[#CADAVRE EXQUIS] Jeudi. Les larmes de septembre
[Chaque jour, et sur le principe du cadavre exquis, redécouvrez en une histoire courte, la programmation des films de la journée]
Gloria s’était toujours vue comme une héroïne, mais pas dans le sens traditionnel du terme. Dans son propre film intérieur, elle se sentait un peu comme dans Your Monster ou Les amis de Sophie, des récits où l’on se bat contre des forces invisibles. Elle se souvenait encore des larmes qu’elle avait versées devant Problemista, ce film qui semblait exprimer à la perfection la complexité des choix impossibles qui rythmaient son quotidien. Pourtant, elle savait qu’elle n’avait pas le beau rôle dans sa propre vie. Non, elle n’était ni l’étoile montante d’une Dream Team, ni la figure centrale d’un film à la Attenberg, où tout finit par se dévoiler dans un moment d’épiphanie.
Sa vie ressemblait plutôt à une version moderne de Filles perdues, cheveux gras, où chaque journée était une lutte contre l’absurdité. Ces jours de septembre, qu’elle aimait appeler « September says », passaient rapidement, gris et sans éclat, tandis que le souvenir de Fogo do vento – ce tourbillon de feu et de vent qui avait tout ravagé dans son village natal – continuait de la hanter. Là-bas, elle avait cru à l’amour, ce feu brûlant et passionné, mais qui s’éteint brutalement, ne laissant que des cendres. Une relation toxic, mais si real que même ceux qui rougissent normalement n’auraient pu contenir les larmes devant la tristesse de cette histoire vécue.
Elle avait traversé tant d’épreuves par amour, comme cette fois où elle s’était perdue à Istanbul, lors d’un périple qu’elle nommait Crossing Istanbul. Ce voyage n’était pas seulement une découverte géographique, mais une traversée intérieure où elle tentait de recoller les morceaux de son existence éclatée. Elle savait, pourtant, que sa vie n’avait rien de poétique comme dans un film Made in England, surtout The film of Powell and Pressburger. Sa réalité était plutôt faite de Cent mille milliards de petites décisions, chacune pesant plus lourd que la précédente.
Malgré tout, Gloria continuait d’avancer. Pierce, son ex, disait souvent qu’elle piquait comme une abeille.
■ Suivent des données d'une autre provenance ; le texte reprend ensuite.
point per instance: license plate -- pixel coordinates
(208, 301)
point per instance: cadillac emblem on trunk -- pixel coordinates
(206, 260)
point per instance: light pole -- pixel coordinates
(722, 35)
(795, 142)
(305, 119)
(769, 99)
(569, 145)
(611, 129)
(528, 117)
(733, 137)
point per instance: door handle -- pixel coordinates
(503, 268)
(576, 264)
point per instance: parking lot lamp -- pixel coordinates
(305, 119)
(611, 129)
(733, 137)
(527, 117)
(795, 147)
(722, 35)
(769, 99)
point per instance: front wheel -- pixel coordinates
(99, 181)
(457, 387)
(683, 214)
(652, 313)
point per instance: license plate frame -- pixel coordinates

«You sting like a bee, dear », avait-il l’habitude de dire après chaque dispute
Maintenant, Gloria savait bien que la magie et l’évasion ne trouveraient plus leur place dans sa vie quotidienne. Sa vie ne ressemblerait jamais à celle d’Emmanuelle, la nouvelle petite amie de Pierce. Pourtant, elle savourait les petits moments de répit, ces favoriten moments où tout semblait un peu plus doux.
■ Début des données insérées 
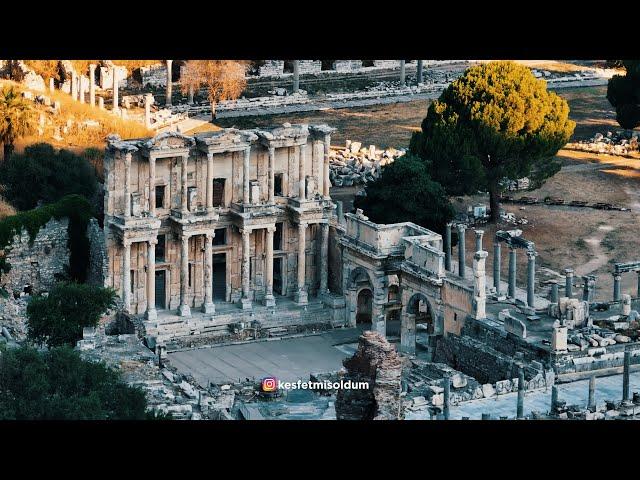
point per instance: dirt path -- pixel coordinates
(598, 258)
Pour oublier tous ces souvenirs, Gloria se réfugiait souvent dans les livres et les films, cherchant des échos de sa propre vie dans des histoires où les personnages, comme elle, se débattaient pour trouver du sens. Elle se souvenait encore de cette rencontre : l’adaptation littéraire au cinéma, où une discussion lui avait apporté un réconfort inattendu, un lien chaleureux, une familiar touch qui lui avait rappelé combien les connexions humaines pouvaient être précieuses. Ces leçons, elle les gardait en elle, comme la plus précieuse des marchandises, et les notait soigneusement dans un petit carnet qu’elle appelait The Paragon. Mais même avec ces modèles de sagesse, le poids de la vie restait omniprésent, une sorte de A real pain, comme elle avait l’habitude de dire, et qu’elle ressentait chaque jour.
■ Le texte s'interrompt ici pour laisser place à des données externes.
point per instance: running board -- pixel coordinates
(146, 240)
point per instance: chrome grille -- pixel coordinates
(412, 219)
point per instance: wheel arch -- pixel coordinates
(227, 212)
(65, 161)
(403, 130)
Ses trois amies étaient son seul ancrage dans son monde bancal. Elles partageaient une connexion sincère, une amitié sans masque. L’une d’entre elles, timide, rougissait encore au moindre compliment – un détail que Gloria trouvait touchant, rappelant que la vulnérabilité pouvait encore exister dans ce monde toxique.
Lors des nuits les plus noires, Gloria et ses amies évoquaient parfois Nightbitch, cette créature mystique qu’elles avaient inventée, symbole de leurs peurs et de leurs désirs inassouvis. Ce fruit de leur imagination hantait leurs pensées, les poussant à rêver d’évasion, comme le personnage de Two Years at Sea, s’isolant du monde pour enfin trouver la paix.
Mais Gloria savait au fond d’elle que la vie n’était pas un conte de fées. Elle avait appris à accepter la réalité, à vivre avec ses cheveux gras et cet air perdu qu’elle arborait sans cesse. Elle savait que Nightbitch finirait par disparaître un jour, tout comme les ombres qui la suivaient. En attendant, elle continuait sa quête, espérant qu’au bout du chemin, elle découvrirait encore quelque chose de précieux à trouver, une vérité simple, mais essentielle pour donner un sens à tout ce qu’elle avait traversé.